Jika iya, ini tandanya Anda menjelma sebagai orang yang narsis. Sebab, berdasarkan sebuah studi yang dilakukan Soraya Mehdizadeh, peneliti dari York University, Kanada, pengguna yang terus menerus meng-update Facebook cenderung menjadi narsis.

Studi ini juga menemukan, Facebook adalah surga pertemanan bagi orang-orang narsis karena mereka bisa berteman dengan sebanyak mungkin orang tanpa harus menjalin pertemanan yang sesungguhnya.
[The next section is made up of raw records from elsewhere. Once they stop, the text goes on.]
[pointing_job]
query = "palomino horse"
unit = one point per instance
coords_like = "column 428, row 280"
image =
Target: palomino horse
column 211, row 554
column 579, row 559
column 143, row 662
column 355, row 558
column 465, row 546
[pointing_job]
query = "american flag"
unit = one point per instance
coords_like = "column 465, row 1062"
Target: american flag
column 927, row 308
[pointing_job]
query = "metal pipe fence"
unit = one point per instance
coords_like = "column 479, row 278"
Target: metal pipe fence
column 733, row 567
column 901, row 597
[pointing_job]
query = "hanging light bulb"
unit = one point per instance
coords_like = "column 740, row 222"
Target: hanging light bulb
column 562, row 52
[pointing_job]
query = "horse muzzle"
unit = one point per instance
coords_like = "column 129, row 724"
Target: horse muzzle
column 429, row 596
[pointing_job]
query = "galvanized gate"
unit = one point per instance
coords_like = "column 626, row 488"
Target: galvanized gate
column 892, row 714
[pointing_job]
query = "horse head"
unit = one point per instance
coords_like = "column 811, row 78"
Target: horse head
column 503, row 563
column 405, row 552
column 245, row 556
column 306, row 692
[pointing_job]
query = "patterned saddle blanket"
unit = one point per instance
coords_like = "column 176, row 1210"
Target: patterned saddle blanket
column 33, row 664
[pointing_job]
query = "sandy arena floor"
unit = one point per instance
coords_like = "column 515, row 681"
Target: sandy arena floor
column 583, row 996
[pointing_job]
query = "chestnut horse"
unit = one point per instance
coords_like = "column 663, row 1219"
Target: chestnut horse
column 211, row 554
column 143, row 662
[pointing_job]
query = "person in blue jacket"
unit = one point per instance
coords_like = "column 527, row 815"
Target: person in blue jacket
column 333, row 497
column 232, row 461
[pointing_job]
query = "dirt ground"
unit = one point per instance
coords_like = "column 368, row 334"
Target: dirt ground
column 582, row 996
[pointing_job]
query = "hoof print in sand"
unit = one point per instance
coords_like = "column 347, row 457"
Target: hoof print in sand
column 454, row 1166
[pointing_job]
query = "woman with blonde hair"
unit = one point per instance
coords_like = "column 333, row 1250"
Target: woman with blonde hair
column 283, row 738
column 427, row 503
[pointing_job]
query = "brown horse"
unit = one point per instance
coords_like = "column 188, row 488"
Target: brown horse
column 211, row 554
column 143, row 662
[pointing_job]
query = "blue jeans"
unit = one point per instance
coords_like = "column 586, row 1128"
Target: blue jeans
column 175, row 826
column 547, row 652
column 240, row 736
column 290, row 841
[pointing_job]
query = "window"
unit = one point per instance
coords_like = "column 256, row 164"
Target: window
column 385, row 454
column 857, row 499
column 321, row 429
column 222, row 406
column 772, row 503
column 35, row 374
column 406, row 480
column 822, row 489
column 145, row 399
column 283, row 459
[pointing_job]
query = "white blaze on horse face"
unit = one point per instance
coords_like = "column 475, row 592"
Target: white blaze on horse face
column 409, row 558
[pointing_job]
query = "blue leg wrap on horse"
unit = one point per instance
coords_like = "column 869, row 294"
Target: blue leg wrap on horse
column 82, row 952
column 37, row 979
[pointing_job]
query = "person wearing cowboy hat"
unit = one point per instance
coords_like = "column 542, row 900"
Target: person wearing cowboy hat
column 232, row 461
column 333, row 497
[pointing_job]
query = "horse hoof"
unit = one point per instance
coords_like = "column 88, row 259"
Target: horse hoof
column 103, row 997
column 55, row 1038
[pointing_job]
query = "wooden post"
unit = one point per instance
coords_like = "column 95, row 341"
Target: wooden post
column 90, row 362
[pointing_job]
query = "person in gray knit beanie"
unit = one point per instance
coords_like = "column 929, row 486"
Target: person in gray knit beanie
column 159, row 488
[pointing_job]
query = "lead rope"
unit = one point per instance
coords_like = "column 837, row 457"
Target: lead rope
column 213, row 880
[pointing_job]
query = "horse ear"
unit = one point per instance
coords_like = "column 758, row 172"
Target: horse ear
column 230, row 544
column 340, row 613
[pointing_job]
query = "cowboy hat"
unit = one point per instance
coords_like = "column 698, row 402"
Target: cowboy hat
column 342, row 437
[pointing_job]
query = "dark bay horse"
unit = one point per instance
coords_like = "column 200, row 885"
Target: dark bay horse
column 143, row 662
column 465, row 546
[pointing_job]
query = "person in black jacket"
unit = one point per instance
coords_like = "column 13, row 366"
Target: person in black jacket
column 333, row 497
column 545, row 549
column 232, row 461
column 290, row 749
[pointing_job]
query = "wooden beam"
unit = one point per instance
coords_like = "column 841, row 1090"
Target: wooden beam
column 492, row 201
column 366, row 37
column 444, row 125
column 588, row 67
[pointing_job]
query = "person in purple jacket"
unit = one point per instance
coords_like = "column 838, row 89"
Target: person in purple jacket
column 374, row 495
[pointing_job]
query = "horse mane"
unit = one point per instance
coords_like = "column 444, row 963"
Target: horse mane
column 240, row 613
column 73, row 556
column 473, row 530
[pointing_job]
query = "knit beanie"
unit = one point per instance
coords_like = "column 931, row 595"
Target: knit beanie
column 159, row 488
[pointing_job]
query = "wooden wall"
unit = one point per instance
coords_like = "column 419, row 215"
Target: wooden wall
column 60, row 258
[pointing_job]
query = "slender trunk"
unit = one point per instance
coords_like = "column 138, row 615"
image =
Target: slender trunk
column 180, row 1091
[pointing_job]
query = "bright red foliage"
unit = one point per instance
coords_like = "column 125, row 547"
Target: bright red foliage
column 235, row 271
Dikatakan Mehdizadeh, bagi orang-orang narsis, Facebook sangat membantu mereka mengontrol bagaimana mereka dilihat teman atau orang-orang yang mereka inginkan.

Dalam studinya, Mehdizadeh menyurvei 100 partisipan berusia 18 hingga 25 tahun soal penggunaan Facebook. Setelah itu, mereka diberi tes psikologi guna menentukan seberapa besar mereka mencari perhatian orang-orang dan menganggap dirinya penting.

Hasilnya, terdapat hubungan positif antara tingkat kenarsisan yang teridentifikasi melalui hasil tes, dengan seberapa sering partisipan mengecek akun Facebook mereka. Demikian keterangan yang dikutip detikINET dari Telegraph, Rabu (15/9/2010).

Studi Mehdizadeh yang dipublikasikan dalam jurnal Cyberpsychology ini juga menemukan bahwa partisipan pria lebih suka membuat postingan berupa tulisan pada profil mereka. Sementara wanita cenderung senang mem-posting foto untuk menambah nilai cerita pada update mereka.